Masing-masing pejabat Controleur didamping oleh seorang demang. Di wilayah Onderafdeeling Moeara Boengo di Moeara Boengo, Controleur dijabat oleh EWF van Walchren. Sedangkan demangnya adalah Si Ali alias Si Kali gelar Soetan Oloan (Harahap). Soetan Oloan memulai karir di dalam pemerintahan di Padang Sidempoean. Demang di Soengai Penoeh adalah juga berasal dari Padang Sidempoean Ibrahim gelar Soetan Goeroe. Satu lagi demang yang berasal dari Padang Sidempoean adalah Mangaradja Gading yang di Sarolangoen, yang mana Mangaradja Gadin mengawali karir sebagai opziener di Sarolangun yang kemudian diangkat menjadi demang. Salah satu anaknya Mangaradja Gading lahir di Sarolangoen pada tahun 1905 diberi nama Abdoel Hakim. Kelak, Abdoel Hakim Harahap menjadi Residen Tapanoeli (1948-1929), Wakil Perdana Manteri RI di Jogjakarta (1950) dan Gubernur Sumatra Utara (1951-1953) dan Menteri Negara bidang pertahanan 1955. Ibrahim gelar Soetan Goeroe adalah anak Hadji Slaeh Harahap gelar Dja Endar Moeda, pemilik surat kabar Pertja Barat di Padang. Ketiga demang pertama tersebut, entah bagaimana sama-sama marga Harahap. Mungkin mereka bertiga yang sama-sama berasal dari Padang Sidempoean heran mengapa arsitektur rumah penduduk di Sarolangun, Bangko dan Moeara Boengo sama dengan di kampong mereka di Angkola Mandailing (Tapanuli Bagian Selatan). Mungkin juga bertanya-tanya mengapa rumah di tiga wilayah ini tidak sama dengan rumah di Minangkabau? 

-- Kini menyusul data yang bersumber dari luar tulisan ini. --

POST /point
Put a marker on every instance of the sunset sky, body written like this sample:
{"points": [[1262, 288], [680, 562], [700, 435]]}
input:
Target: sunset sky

Selainn soal tiga demang pertama yang ditempatkan di Sungai Penuh, Bangko, Moera Boengo, dan Sarolangoen dalam awal pembentukan cabang Pemerintah Hindia Belandi Jambi (Residentie Djambi) berasal dari (Afdeeling Angkola Mandailing, Resisidentie Tapanolei), apakah ada kaitannya dengan bentuk arsitektur rumah di empat wilayah ini mirip dengan di Angkola Mandailing? Satu hal yang perlu ditambahkan adalah aksara di Angkola Mandailing mirip dengan aksara di Kerinci.


Apa yang bisa diperhatikan pada masa ini, ciri khas bangunan riumah asli (adat) adalah bentuk atapnya. Secara umum ada kemiripan satu sama lain mulai dari wilayah Rejang hingga ke Atjeh. Antara rumah Jambi (baca: Merangin) dengan rumah Angkola Mandailing kurang lebih sama, punggung atap lebih mendatar dan hanya ada cekungan pada ujung-ujungnya. Ciri khas rumah di dua wilayah ini sama-sama ada tanda semacam tanduk (x). Sementara itu di wilayah Rejang punggung atap sepenuhnya datar tetapi memiliki bentuk tanduk pada dua ujung seperti di Angkola Mandailing dan Merangin. Diantara wilayah Rejang dan Atjeh bentuk punggung atap di wilayah Minangkabau dan wilayah Toba menunjukkan punggungnya tidak datar dan sama-sama berbentuk lengkung dari ujung ke ujung. Hanya bedanya rumah asli Minangkabau memiliki tanduk tunggal yang runcing/lancip (gonjong). Diantara rumah adat di Sumatra, ada perbedaan di Palembang dan Lampung, yang mana punggung atap limasan yang datar mirip di Jawa tetapi bentuk limasan hanya bagian dari tengah atap saja (joglo).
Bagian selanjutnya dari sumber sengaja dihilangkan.